- Born: 1912 Tanuku, British India
- Died: 1975 (aged 62–63) Draksharama, Andhra Pradesh
- Occupation: Novelist
- Children: 2
- Writing career
- Pen name: Bhayankar
- Genre: Fiction

= Kovvali Lakshmi Narasimha Rao =

Indian writer

Kovvali was a popular novelist of Telugu language in the early 20th century. He is one of the most prolific writer of modern Telugu language. His full name is Kovvali Lakshmi Narasimha Rao (1912–1975), born in Tanuku. According to some sources, Kovvali has written over 1000 Novels, which is a record not surpassed by any Telugu writer till now. These novels were extremely popular with the public and known as "Railway Literature".

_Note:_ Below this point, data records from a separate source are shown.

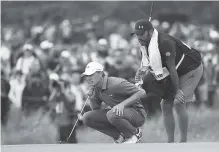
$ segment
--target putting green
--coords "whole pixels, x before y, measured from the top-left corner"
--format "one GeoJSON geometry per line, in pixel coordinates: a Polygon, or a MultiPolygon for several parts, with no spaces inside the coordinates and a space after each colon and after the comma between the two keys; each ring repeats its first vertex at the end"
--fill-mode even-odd
{"type": "Polygon", "coordinates": [[[2,152],[218,152],[219,143],[4,145],[2,152]]]}

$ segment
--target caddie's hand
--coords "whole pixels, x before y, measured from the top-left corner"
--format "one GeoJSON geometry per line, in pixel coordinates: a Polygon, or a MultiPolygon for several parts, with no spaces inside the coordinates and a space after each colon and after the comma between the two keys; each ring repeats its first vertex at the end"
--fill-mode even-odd
{"type": "Polygon", "coordinates": [[[113,112],[116,113],[117,116],[123,116],[125,106],[120,103],[112,108],[113,112]]]}
{"type": "Polygon", "coordinates": [[[137,72],[136,73],[136,76],[135,76],[135,83],[138,83],[138,82],[140,82],[142,79],[141,79],[141,76],[140,76],[140,74],[137,72]]]}
{"type": "Polygon", "coordinates": [[[148,70],[148,68],[149,68],[148,66],[144,66],[138,69],[135,75],[135,83],[139,83],[140,81],[142,81],[142,77],[145,74],[145,72],[148,70]]]}
{"type": "Polygon", "coordinates": [[[186,101],[186,97],[185,97],[183,91],[178,89],[176,92],[175,99],[174,99],[174,104],[185,103],[185,101],[186,101]]]}
{"type": "Polygon", "coordinates": [[[139,70],[140,72],[145,73],[148,69],[149,69],[149,66],[143,66],[139,70]]]}

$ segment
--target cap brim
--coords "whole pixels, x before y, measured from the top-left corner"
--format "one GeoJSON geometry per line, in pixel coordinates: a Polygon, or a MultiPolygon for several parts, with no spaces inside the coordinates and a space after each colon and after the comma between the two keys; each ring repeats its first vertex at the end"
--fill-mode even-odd
{"type": "Polygon", "coordinates": [[[103,70],[96,70],[96,71],[91,71],[91,72],[89,72],[89,71],[85,71],[84,73],[82,73],[81,74],[81,77],[84,77],[84,76],[88,76],[88,75],[92,75],[92,74],[94,74],[95,72],[100,72],[100,71],[103,71],[103,70]]]}
{"type": "Polygon", "coordinates": [[[134,32],[131,33],[131,35],[134,35],[134,34],[143,35],[144,33],[145,33],[145,31],[143,31],[143,30],[135,30],[134,32]]]}
{"type": "Polygon", "coordinates": [[[94,72],[84,72],[81,74],[81,77],[92,75],[92,74],[94,74],[94,72]]]}
{"type": "Polygon", "coordinates": [[[81,77],[88,76],[85,72],[81,74],[81,77]]]}

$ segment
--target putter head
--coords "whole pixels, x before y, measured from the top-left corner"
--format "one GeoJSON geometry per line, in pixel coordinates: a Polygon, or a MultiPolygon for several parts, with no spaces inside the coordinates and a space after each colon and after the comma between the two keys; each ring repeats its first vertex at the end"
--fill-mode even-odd
{"type": "Polygon", "coordinates": [[[62,141],[62,140],[60,140],[59,143],[60,143],[60,144],[64,144],[64,143],[68,143],[68,142],[67,142],[67,141],[62,141]]]}

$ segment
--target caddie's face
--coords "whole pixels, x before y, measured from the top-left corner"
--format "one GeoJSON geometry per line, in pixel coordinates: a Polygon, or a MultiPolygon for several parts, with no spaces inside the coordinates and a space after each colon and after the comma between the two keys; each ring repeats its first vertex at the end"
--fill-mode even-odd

The period from 1935 to 1975, when Romantic movement was fading, the Progressive movement was on the rise. Women were slowly gathering up the guts to read something new about the love, sexuality and freedom. His novels had the distinction of being banned from "respectable" households, because they gave "ugly and unhealthy ideas" to the women. He wrote them with short intervals, about one novel a week; some in just two days. Book vendors would get into trains with bundles of magazines and short novels. These novels, a quarter-size of foolscap paper, were sold thick and fast as Kovvali novels had a big clientele.

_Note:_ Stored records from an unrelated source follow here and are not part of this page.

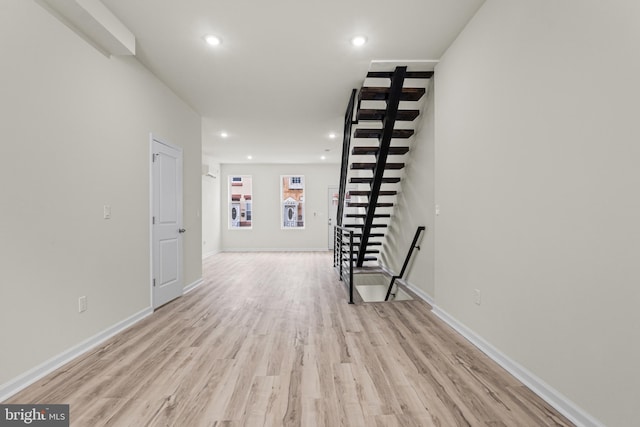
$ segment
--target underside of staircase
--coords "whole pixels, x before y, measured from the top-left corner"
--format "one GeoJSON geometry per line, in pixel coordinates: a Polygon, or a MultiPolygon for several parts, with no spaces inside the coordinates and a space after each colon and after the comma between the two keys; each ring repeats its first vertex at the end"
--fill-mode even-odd
{"type": "Polygon", "coordinates": [[[352,92],[340,176],[338,225],[354,231],[356,267],[377,265],[393,221],[415,120],[433,71],[370,71],[352,92]]]}

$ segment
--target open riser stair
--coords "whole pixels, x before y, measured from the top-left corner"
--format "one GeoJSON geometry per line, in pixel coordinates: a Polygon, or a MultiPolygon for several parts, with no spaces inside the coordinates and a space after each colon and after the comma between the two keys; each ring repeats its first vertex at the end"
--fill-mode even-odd
{"type": "MultiPolygon", "coordinates": [[[[433,71],[370,71],[345,115],[338,225],[352,231],[355,267],[377,266],[393,222],[415,121],[433,71]]],[[[351,252],[350,252],[351,253],[351,252]]],[[[343,261],[351,262],[343,254],[343,261]]]]}

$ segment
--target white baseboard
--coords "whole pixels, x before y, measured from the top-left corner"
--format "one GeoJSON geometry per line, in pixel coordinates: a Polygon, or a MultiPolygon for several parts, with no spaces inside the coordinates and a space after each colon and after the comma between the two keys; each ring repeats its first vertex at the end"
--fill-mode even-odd
{"type": "Polygon", "coordinates": [[[139,311],[132,316],[129,316],[128,318],[116,323],[115,325],[105,329],[104,331],[90,338],[87,338],[80,344],[75,345],[70,349],[60,353],[59,355],[52,357],[51,359],[36,366],[35,368],[28,370],[27,372],[14,378],[13,380],[0,385],[0,402],[4,402],[14,394],[18,393],[20,390],[30,386],[45,375],[50,374],[59,367],[82,355],[83,353],[86,353],[92,348],[95,348],[96,346],[102,344],[112,336],[138,323],[152,313],[153,310],[151,309],[151,307],[145,308],[144,310],[139,311]]]}
{"type": "Polygon", "coordinates": [[[438,307],[433,297],[426,292],[418,288],[417,286],[409,283],[406,280],[399,280],[399,282],[406,286],[418,297],[422,298],[427,304],[432,307],[432,312],[438,316],[447,325],[451,326],[460,335],[467,339],[471,344],[477,347],[484,354],[489,356],[491,360],[496,362],[507,372],[513,375],[518,381],[526,385],[541,399],[553,406],[558,412],[567,417],[578,427],[605,427],[600,421],[588,414],[584,409],[573,403],[571,400],[563,396],[549,384],[545,383],[542,379],[538,378],[535,374],[510,359],[500,350],[488,343],[480,335],[460,323],[453,316],[438,307]]]}
{"type": "MultiPolygon", "coordinates": [[[[387,265],[385,265],[383,263],[380,263],[380,268],[382,268],[391,277],[396,275],[396,273],[394,273],[387,265]]],[[[425,301],[427,304],[429,304],[430,306],[433,307],[433,297],[431,295],[427,294],[425,291],[423,291],[422,289],[420,289],[419,287],[417,287],[413,283],[410,283],[406,279],[396,279],[396,282],[398,282],[401,285],[405,286],[407,289],[409,289],[411,292],[416,294],[423,301],[425,301]]]]}
{"type": "Polygon", "coordinates": [[[198,286],[202,285],[204,283],[204,280],[202,280],[202,278],[196,280],[195,282],[193,282],[190,285],[187,285],[184,287],[182,295],[186,295],[189,292],[191,292],[192,290],[194,290],[195,288],[197,288],[198,286]]]}
{"type": "Polygon", "coordinates": [[[386,264],[383,264],[382,262],[379,262],[378,265],[380,266],[380,268],[389,275],[389,277],[393,277],[396,275],[396,273],[394,273],[386,264]]]}
{"type": "Polygon", "coordinates": [[[579,427],[605,427],[600,421],[588,414],[584,409],[573,403],[567,397],[555,390],[535,374],[510,359],[500,350],[489,344],[480,335],[458,322],[454,317],[432,304],[433,314],[442,319],[446,324],[455,329],[460,335],[465,337],[471,344],[489,356],[498,365],[502,366],[520,382],[529,387],[535,394],[540,396],[558,412],[567,417],[571,422],[579,427]]]}
{"type": "Polygon", "coordinates": [[[422,298],[422,300],[429,304],[431,307],[434,306],[433,297],[431,297],[431,295],[404,279],[398,279],[398,282],[400,282],[401,285],[406,286],[411,292],[422,298]]]}

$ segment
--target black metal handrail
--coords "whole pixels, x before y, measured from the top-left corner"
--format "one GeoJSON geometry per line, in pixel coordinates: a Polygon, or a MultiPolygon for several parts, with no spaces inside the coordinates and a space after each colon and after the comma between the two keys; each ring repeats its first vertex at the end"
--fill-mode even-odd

His work addressed a number of social issues, particularly those affecting women. He advocated women's education and addressed subjects such as unhappy marriages, child marriage and marriage by choice. His female characters were frequently portryaed as challenging social and familial constraints. His work also addressed themes including hypocrisy, adherence to tradition, greed and corruption.

Some of his novels were adapted for movies in Telugu cinema. D.L. Narayana's production Sipayi Kooturu in 1959,' was the screen version of a Kovvali novel.

Recently, 18 of his novels are published as compilation in 2009 as "Kovvali Navalalu Konni" by Acharya Kottapalli Veerabhadra Rao.

He died in 1975 in Draksharama. He has two sons named Nageswara Rao and Lakshmi Narayana.